How to read a research paper?

The most basic paper that shows how to efficiently read research papers is “How to read a paper”. It’s great, short and succinct but pinpoints exactly the things you should do to read and comprehend such content. At least it works for me.

The whole procedure outlines reading a paper in multiple papers. It also states that reading from paper is a lot more efficient that from screen. At least it gets all the online distractions away.

I’ve decided to go with just two passes. First pass is just to quickly scan the paper and see if it’s actually relevant. Second pass should give me sufficient understanding of the paper to decide should I dwell on it longer (ie. to implement or use in some project).
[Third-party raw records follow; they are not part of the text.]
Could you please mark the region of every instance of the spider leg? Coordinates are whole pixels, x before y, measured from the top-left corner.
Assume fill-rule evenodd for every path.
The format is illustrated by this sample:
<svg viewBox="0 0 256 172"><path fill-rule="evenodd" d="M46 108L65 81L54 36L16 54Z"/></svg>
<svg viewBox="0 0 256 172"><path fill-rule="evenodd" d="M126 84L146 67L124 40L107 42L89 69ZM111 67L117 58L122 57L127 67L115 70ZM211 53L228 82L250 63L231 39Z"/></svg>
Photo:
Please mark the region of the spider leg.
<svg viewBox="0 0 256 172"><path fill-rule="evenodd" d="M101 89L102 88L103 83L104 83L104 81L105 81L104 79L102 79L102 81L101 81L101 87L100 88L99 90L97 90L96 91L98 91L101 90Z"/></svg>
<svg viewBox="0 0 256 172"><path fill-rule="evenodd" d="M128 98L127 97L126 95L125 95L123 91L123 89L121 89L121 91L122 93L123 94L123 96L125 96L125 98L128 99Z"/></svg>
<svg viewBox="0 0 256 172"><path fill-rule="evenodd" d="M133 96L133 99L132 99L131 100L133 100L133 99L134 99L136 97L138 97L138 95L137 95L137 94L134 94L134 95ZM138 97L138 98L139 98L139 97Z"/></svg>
Ok, so, here’s what I get from each pass:

1st pass

  1. read the title
  2. read headlines
  3. look at math formulas
  4. reat the conclusion
  5. glare over references

This pass should be sufficient to assign the following:

  • category - what type of paper is it?
  • context - which other papers are related
  • correctness - do the assumptions appear to be valid
  • contributions - what are the paper’s main contributions
  • clarity - is the paper well written?

2nd pass

This pass should be enough to:

  • grasp the content of the paper
  • be able to summarize the main theme of the paper

Bad Hackers Copy, Great Hackers Steal

Hey, it’s not me “going loco”. Check this guy - Avi Bryant talking about his experience with reading research papers. The video is here. He shows his product for introducing mass edits in spreadsheets by generalizing editing with a groups of algorithms. There are no details of the algorithms, but please watch this just for his great motivation and passion.

What I’ve already read and find important?

Since I’ve started tracking my progress with reading research papers I’ve already read quite a number of those. Here, have a look at some extremely interesting papers, at least things I find this way:

  • On designing and deploying internet scale services - great paper. A concise compedium of guidelines to follow when building big, distributed systems. Goes through different areas of a project - functional and non-functional requirements
  • Realtime data procesing at Facebook - how facebook manages processing all that data, how they move fast at such scale? This paper describes an ecosystem that exists at Facebook. Great to see they actually use multiple streaming solutions, just for the sake of “right tool for the job”
  • Design principles behind Smalltalk - very short one, but informative and great to read. Basically lays down a couple simple principles on building systems
  • Goods: Organizing Google’s datasets - not universally useful or entertaining, but if you tackle heaps of unstructured data on daily basis - ideas presented here are enlightening

Start small

Of course this is not for everyone. Just try and decide whether you like that kind of brain muscle stretching, or not. If the things described above scare you, perhaps try with something smaller. There is a delightful Youtube channel 2 minute papers, which goes beyond computer science and shows great scientific innovations in just two minutes. This in itself is just too short to actually get all the details, but is just enough to get you interested in a specific subject. You can later dig deeper into specific areas.

Conclusion

Reading research papers changes perspective. It’s great, do this as frequent as you want, but just ingest new ideas, or read papers that are effectively building blocks of specific industries. They are really good and reading the classics is always in fashion!